Independent National Electoral Commission says it’s not part of its job to prevent vote-buying during an election.
INEC’s Resident Electoral Commissioner in Osun State, Prof Abdulganiy Raji, stated this on Thursday during an interview on Channels Television’s Daily Sunrise programme, on the menace of vote-buying ahead of Saturday’s gubernatorial election in the state.
Recall that last month’s governorship election in Ekiti State was marred with massive buying and selling of votes.
On Wednesday, Head of Secretariat, National Peace Committee, Rev. Fr.
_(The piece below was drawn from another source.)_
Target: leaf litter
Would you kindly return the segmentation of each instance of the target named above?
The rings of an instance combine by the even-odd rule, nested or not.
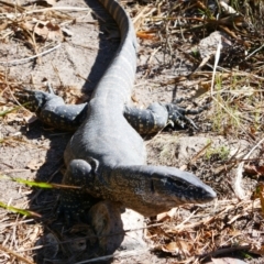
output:
[[[152,51],[147,55],[141,50],[139,51],[140,56],[147,56],[145,65],[140,66],[138,74],[140,81],[144,76],[154,87],[152,91],[155,90],[157,84],[168,88],[175,85],[180,86],[187,91],[188,97],[185,100],[191,106],[210,101],[213,96],[216,102],[198,120],[201,130],[207,131],[207,135],[210,133],[211,136],[223,135],[227,141],[230,138],[245,140],[249,143],[248,153],[250,153],[250,148],[263,138],[264,59],[262,43],[264,36],[257,33],[263,32],[263,22],[260,20],[264,12],[263,3],[261,1],[254,3],[244,1],[244,4],[234,1],[232,6],[223,1],[211,6],[207,6],[206,1],[147,1],[143,6],[134,1],[123,1],[122,3],[128,3],[127,9],[134,19],[141,44],[146,46],[145,51],[147,48]],[[62,25],[75,23],[76,20],[52,9],[37,12],[36,19],[35,6],[30,7],[33,8],[31,10],[29,7],[7,4],[2,1],[0,4],[1,13],[6,15],[0,16],[0,38],[8,43],[11,37],[15,37],[15,40],[26,43],[32,53],[31,56],[40,54],[40,51],[46,48],[47,43],[50,46],[56,46],[63,42]],[[51,4],[51,2],[46,1],[45,4]],[[220,32],[219,42],[228,38],[229,45],[221,48],[215,87],[211,92],[210,84],[217,50],[216,43],[207,40],[207,44],[206,38],[217,31]],[[209,52],[209,55],[205,56],[205,62],[200,50],[201,44],[202,48]],[[152,50],[153,47],[156,50]],[[212,51],[209,51],[211,48]],[[175,56],[175,50],[177,50],[177,56],[180,54],[193,65],[189,73],[180,74],[178,72],[175,74],[175,70],[166,70],[172,68],[177,59],[182,59]],[[156,73],[161,75],[156,77]],[[1,123],[4,124],[6,121],[8,123],[21,122],[20,114],[29,116],[30,113],[23,109],[14,109],[13,113],[11,110],[15,108],[15,105],[7,97],[10,91],[19,88],[20,84],[15,79],[7,80],[4,68],[0,73],[0,78],[2,80],[0,112],[8,110],[12,112],[2,114]],[[136,99],[134,101],[136,102]],[[11,114],[14,116],[8,119],[7,117]],[[202,124],[207,124],[207,127],[202,127]],[[160,144],[164,142],[166,133],[151,139],[150,148],[152,151],[160,151],[156,142],[158,140]],[[174,133],[169,132],[168,136],[172,138]],[[2,142],[0,143],[2,144]],[[237,157],[234,154],[233,156],[229,155],[224,161],[220,158],[221,155],[220,153],[218,155],[218,152],[215,152],[209,160],[205,158],[209,145],[206,144],[205,147],[197,150],[191,162],[186,163],[185,167],[195,172],[198,167],[200,168],[198,175],[218,191],[218,201],[209,206],[179,207],[157,216],[156,219],[147,220],[146,238],[151,241],[152,251],[157,255],[170,256],[172,262],[169,263],[175,263],[175,261],[177,263],[200,263],[209,260],[211,263],[239,263],[237,258],[215,257],[237,253],[237,256],[250,262],[254,256],[252,254],[264,254],[263,145],[260,145],[249,156],[244,152],[244,157]],[[216,146],[215,150],[217,150]],[[174,158],[172,154],[169,158]],[[167,161],[160,162],[166,163]],[[250,188],[245,188],[246,196],[239,199],[235,196],[235,186],[232,179],[237,176],[237,169],[233,168],[242,162],[243,179],[256,176],[257,180],[254,178],[248,180]],[[232,166],[229,166],[230,164]],[[38,161],[32,161],[30,166],[35,169]],[[226,176],[226,179],[216,173],[217,166],[222,167],[221,175]],[[208,177],[208,173],[215,175],[213,182]],[[243,185],[239,186],[239,188],[244,187]],[[2,219],[0,239],[3,238],[2,233],[10,232],[14,239],[10,240],[6,237],[4,240],[1,240],[0,260],[3,263],[8,261],[33,263],[32,249],[36,248],[35,241],[43,232],[41,228],[37,223],[29,227],[22,218],[6,212],[2,213]],[[7,222],[10,226],[7,226]],[[160,224],[155,226],[155,223]],[[26,237],[26,232],[30,235]],[[55,244],[61,243],[56,235],[50,240]],[[16,245],[15,251],[11,250],[14,249],[14,241],[19,243],[20,248]],[[23,242],[21,243],[21,241]],[[244,252],[249,254],[246,257],[243,257],[245,256]],[[57,254],[57,250],[54,254]],[[252,261],[252,263],[254,262]]]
Atta Barkindo, said Nigerians should be concerned about vote-buying during elections in the country.
Barkindo raised the alarm that voters in Osun were already waiting to sell their votes during the election, lamenting that poverty had gripped the larger majority of Nigerians.
Speaking on Thursday on the menace, the INEC REC for Osun said, “As far as vote-buying is concerned, let me tell you that INEC can not prevent vote-buying. We can only make efforts to ensure that people are discouraged from doing it through voter education and sensitisation which we have been doing extensively.
“Vote-buying and selling is a criminal offence and INEC is not a security agency that can actually make arrests. We can only inform the security agents when it [vote-buying] is taking place. Then, they (the perpetrators) will be arrested and prosecution will take place where we will be joined.
“I am always surprised when people are talking about vote-buying and selling and they expect INEC to be able to stop it, an act that has nothing to do with the mandate of the management of an election.
“The people that are involved in vote-buying and selling are actually those that should be addressed.”
But Raji assured that INEC would work with other critical stakeholders to curb the menace of vote-buying in Nigeria’s elections.
Unlike what obtained during the Ekiti governorship election, the Osun State REC said INEC had made a new design for the placement of the voting cubicles as part of efforts to discourage election rigging.
He further said security agents should arrest voters who refuse to fold their ballot papers after thumb printing.